Multidisciplinary approaches and minimally invasive techniques are helping hospitals to improving patient outcomes and reduce costs for patients with head and neck cancers, according to an article in HealthLeaders Media.  Although head and neck cancers account for only 3% to 5% of total cancer diagnoses nationwide, they can be devastating as they can impact speech, swallowing and facial features.   
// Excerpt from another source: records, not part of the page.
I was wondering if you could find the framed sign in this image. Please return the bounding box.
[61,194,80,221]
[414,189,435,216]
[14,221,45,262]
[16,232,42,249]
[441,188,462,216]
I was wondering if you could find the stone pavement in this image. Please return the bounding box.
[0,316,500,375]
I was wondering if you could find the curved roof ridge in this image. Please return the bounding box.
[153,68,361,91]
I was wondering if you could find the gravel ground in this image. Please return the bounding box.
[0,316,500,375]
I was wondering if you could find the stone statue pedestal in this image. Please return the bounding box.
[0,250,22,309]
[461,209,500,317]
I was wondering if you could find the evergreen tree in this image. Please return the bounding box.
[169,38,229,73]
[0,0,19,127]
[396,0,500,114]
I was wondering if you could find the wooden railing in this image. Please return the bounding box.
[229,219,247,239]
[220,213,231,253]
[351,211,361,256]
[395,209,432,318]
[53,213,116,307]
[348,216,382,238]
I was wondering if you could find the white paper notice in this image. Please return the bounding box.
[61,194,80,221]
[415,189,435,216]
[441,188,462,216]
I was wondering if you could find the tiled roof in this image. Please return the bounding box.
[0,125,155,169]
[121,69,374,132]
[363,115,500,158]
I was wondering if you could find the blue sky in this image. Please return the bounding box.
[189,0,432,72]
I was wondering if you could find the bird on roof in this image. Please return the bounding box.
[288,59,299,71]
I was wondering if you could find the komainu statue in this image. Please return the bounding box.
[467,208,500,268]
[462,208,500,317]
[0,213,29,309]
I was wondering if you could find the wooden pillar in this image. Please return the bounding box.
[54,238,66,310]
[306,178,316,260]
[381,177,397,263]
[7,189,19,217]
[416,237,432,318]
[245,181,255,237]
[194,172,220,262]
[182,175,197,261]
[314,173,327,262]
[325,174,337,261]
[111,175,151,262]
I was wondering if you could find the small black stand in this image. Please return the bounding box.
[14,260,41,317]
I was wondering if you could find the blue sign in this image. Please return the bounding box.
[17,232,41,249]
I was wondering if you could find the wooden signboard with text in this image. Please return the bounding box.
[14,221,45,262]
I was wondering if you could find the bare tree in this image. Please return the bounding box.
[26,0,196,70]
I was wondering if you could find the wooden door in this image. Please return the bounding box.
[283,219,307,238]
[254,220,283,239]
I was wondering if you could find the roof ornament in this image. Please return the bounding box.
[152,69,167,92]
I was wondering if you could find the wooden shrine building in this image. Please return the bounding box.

The article states that hospitals across the nation have developed techniques to improve patient outcomes:

  • The University of Chicago Medical Center has employed innovative chemotherapy and radiation treatments that have resulted in improved outcomes. About 61% of patients with stage IV head and neck cancer survive five years after treatment under the multidisciplinary approach, compared to the national average of 38%
  • St. Vincent Hospital has reduced hospital stay to under 5 days, compared to weeks for traditional surgery, by using the da Vinci robotic surgical system, which avoids the use of the traditional, physically disfiguring surgery of opening the face and jawbone.
  • Mount Sinai Medical Center has reduced cost and wait time for treatment for head and neck cancer patients, from an average of 31 days in 1997 to six days last year, through a partnership with ENT & Allergy Associates group (ENTA).  ENTA patients can be evaluated by a Mount Sinai physician within 24 hours of referral.  Medical records are shared between the facilities, eliminating duplicate tests.